Application have the string
variable which contains xml
data.
I trying to remove all tags <product_desc></product_desc>
using Regex
.
Here are the value of the string
variable
<orderlines>
<orderline>
<id>1000001</id>
<product_id>2004</product_id>
<product_desc>ITEM2004
Color: red
Size: 150x10x10
Material: iron
</product_desc>
<qnt>2</qnt>
</orderline>
<orderline>
<id>1000002</id>
<product_id>2012</product_id>
<product_desc>ITEM2012</product_desc>
<qnt>4</qnt>
</orderline>
<orderline>
<id>1000003</id>
<product_id>3000</product_id>
<product_desc>DELIVERY</product_desc>
<qnt>1</qnt>
</orderline>
</orderlines>
When I using next pattern:
Dim pattern As String = "(<product_desc>[\s\S]*</product_desc>)"
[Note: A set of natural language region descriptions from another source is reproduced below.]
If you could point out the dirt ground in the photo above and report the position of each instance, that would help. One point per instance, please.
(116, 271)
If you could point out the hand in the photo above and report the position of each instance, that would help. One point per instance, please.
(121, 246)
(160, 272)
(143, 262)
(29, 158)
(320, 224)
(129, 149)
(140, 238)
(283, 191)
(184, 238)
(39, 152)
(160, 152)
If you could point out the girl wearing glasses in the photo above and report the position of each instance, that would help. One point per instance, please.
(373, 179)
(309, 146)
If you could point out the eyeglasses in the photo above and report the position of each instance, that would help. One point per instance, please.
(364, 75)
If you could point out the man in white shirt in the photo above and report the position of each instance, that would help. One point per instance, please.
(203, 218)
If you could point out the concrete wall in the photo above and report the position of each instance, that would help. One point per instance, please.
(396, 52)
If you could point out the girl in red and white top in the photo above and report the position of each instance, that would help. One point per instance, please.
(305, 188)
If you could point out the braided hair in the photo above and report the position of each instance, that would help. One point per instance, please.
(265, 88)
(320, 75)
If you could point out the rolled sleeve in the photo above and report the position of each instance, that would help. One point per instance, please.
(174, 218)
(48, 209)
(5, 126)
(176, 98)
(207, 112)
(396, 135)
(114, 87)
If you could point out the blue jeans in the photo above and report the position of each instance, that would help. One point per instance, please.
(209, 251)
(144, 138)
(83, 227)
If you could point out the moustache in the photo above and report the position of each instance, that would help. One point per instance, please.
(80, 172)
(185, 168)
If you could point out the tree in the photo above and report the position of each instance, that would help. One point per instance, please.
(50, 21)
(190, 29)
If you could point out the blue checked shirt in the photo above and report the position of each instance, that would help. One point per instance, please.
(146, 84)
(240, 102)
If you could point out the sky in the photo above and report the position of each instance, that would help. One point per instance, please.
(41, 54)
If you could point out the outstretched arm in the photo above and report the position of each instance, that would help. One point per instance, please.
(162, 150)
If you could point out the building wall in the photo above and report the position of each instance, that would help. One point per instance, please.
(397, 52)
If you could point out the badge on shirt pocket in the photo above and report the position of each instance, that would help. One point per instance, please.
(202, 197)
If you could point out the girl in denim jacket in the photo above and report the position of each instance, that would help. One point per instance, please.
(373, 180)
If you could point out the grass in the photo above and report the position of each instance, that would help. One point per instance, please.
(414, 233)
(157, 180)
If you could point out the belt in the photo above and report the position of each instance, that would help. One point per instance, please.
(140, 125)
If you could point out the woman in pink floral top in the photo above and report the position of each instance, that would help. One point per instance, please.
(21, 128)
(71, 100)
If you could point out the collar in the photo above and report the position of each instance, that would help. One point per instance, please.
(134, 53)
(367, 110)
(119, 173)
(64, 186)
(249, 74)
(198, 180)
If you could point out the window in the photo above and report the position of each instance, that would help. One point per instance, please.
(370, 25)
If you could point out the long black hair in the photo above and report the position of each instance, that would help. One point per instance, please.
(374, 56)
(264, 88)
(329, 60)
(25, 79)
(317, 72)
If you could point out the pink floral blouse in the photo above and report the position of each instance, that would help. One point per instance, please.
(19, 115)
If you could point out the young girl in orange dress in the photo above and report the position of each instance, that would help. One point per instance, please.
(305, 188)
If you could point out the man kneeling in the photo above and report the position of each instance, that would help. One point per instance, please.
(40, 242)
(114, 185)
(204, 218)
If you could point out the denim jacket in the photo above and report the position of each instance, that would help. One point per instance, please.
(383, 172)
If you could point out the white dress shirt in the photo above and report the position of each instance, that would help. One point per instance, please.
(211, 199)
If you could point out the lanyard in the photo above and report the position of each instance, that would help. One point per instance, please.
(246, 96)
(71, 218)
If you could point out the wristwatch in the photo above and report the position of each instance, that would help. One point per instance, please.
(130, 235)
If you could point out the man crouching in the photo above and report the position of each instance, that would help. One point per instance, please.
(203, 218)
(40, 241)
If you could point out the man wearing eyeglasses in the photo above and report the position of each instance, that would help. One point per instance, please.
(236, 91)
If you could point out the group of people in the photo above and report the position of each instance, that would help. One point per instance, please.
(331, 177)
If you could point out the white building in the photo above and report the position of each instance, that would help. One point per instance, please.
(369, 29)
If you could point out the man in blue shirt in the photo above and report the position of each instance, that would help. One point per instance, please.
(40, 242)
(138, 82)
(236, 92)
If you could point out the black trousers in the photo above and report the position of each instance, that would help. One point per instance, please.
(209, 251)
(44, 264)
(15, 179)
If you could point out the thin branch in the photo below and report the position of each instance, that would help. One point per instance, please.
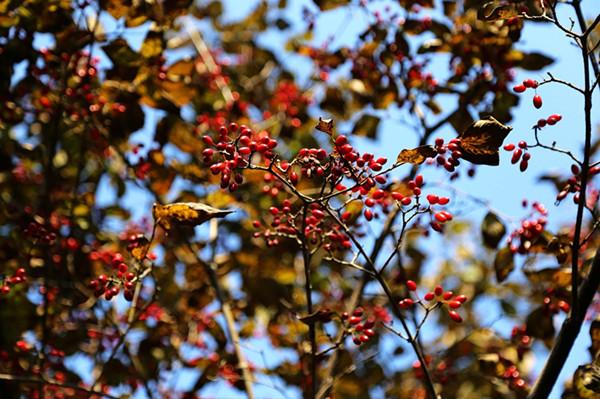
(568, 334)
(46, 381)
(552, 79)
(226, 309)
(209, 61)
(312, 335)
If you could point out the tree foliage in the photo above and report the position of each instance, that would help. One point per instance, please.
(329, 263)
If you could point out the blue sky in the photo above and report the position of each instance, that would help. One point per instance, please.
(504, 186)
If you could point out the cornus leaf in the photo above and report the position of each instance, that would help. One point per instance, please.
(325, 125)
(492, 230)
(185, 213)
(480, 142)
(322, 315)
(416, 156)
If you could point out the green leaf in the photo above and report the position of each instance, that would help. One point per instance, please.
(492, 230)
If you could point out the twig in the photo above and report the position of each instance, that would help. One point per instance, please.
(567, 335)
(312, 334)
(45, 381)
(226, 309)
(209, 61)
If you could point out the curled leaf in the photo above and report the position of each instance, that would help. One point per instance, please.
(185, 213)
(481, 141)
(504, 263)
(416, 156)
(325, 125)
(322, 315)
(495, 10)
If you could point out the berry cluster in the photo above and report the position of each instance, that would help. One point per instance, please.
(440, 297)
(551, 120)
(529, 230)
(554, 302)
(359, 325)
(233, 150)
(573, 184)
(521, 339)
(7, 282)
(513, 377)
(519, 154)
(111, 286)
(530, 84)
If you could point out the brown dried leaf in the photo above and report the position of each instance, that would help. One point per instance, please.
(480, 142)
(325, 126)
(503, 264)
(323, 315)
(416, 156)
(494, 11)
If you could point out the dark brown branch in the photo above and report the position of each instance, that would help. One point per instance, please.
(567, 335)
(312, 334)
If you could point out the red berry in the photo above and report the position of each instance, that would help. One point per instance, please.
(523, 165)
(530, 83)
(455, 316)
(341, 140)
(461, 298)
(432, 199)
(564, 306)
(447, 295)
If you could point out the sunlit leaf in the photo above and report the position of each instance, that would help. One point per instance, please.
(330, 4)
(185, 213)
(416, 156)
(503, 264)
(153, 45)
(480, 142)
(325, 126)
(322, 315)
(497, 10)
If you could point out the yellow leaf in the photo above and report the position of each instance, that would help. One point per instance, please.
(185, 213)
(417, 155)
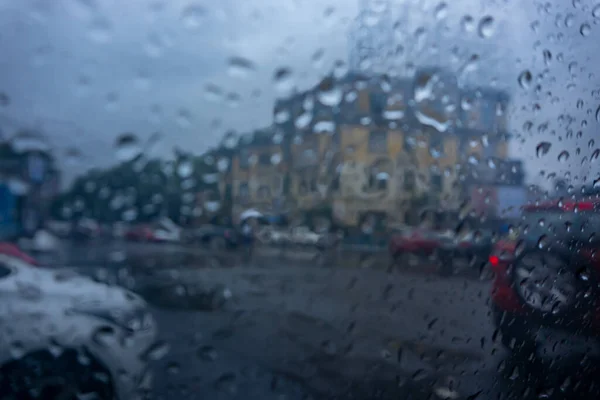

Dim newvalue As String = Regex.Replace(originvalue, pattern, "")
I get result like this:
<orderlines>
<orderline>
<id>1000001</id>
<product_id>2004</product_id>
<qnt>1</qnt>
</orderline>
</orderlines>
So problem is that Regex
matches all values between first <product_desc>
and last </product_desc>
and replace them with empty string. This approach remove all <orederline>
tags between them(check value of the <qnt>
tag).
Can anybody give some tip of how limit removing to remove only specific tag. Content of the tag can contain all possible characters, newlines and even html code.